Boite à outil pour construire la paix

L’Université de Paix met à disposition du public une « boite à outil » comprenant une série de fiches d’exercices visant à développer une gestion positive des conflits, une meilleure communication, une meilleure écoute. Ces outils sont destinés à un public varié allant de jeunes enfants (Maternelle) aux adultes. A utiliser sans modération.

http://www.universitedepaix.org/ressources/boite-a-outils

Un guide pour la cohérence cardiaque

Pour pratiquer la cohérence cardiaque, il n’est pas nécessaire d’avoir le logiciel heartmath installé sur son Pc, une simple vidéo avec un guide visuel vous donnant le rythme est amplement suffisant. Vous pouvez en trouver quelques-unes sur le web (sur YouTube, sur le site de David O’Hare, etc.). Malheureusement, ces vidéos sont en ligne et vous avez probablement comme moi déjà voulu pratiquer au travail avec votre Pc, votre tablette ou votre smartphone sans avoir une connexion internet valable à disposition. J’ai donc fait une petite animation de 5 minutes affichant un guide visuel pour pratiquer la cohérence cardiaque à un rythme de 4 secondes par inspiration et 6 secondes par expirations. La vidéo dure 5 minutes, est au format .MOV et peut-être téléchargée gratuitement sur votre Pc, tablette, iPad, iPhone ou androïde pour un usage off-Line. Le fichier fait un peu plus de 7MB.

Http://www.nicaise.name/documents/coherenceHD.mov

NB: pour télécharger le fichier sur votre disque, vous devez probablement cliquer droite sur le lien et sélectionner « sauvegarder sous »

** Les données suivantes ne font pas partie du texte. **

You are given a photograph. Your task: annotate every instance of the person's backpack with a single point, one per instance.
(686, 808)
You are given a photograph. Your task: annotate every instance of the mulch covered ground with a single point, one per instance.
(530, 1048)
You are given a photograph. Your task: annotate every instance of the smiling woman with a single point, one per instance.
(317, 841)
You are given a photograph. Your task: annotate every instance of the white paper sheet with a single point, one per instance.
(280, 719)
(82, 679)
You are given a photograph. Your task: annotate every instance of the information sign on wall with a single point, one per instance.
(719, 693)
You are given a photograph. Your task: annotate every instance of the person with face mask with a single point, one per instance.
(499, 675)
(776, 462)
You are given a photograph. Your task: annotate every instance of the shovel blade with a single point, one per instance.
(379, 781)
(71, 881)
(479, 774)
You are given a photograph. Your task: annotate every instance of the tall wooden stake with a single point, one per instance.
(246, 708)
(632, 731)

La vidéo existe aussi sur youTube: http://www.youtube.com/watch?v=3KgzRv4yx3c

La présence thérapeutique

Un article intéressant sur ce que certains appellent la présence thérapeutique. J’aime appeler cela une relation thérapeutique en pleine conscience mais le terme présence me parle aussi. Ça reste dans l’esprit rodgerien, ça rejoint la pratique de la pleine conscience, la thérapie par l’analyse fonctionnelle, la thérapie d’acceptation et de l’engagement et l’hypnose. C’est une certaine façon de conceptualiser une certaine manière d’être thérapeute dans laquelle je me reconnais personnellement comme ce sera probablement le cas pour d’autres thérapeutes. Je recommande la lecture de la phase de préparation à la présence thérapeutique, on peut parfois avoir tendance à oublier de prendre soin de soi pris comme on peut l’être par notre pratique.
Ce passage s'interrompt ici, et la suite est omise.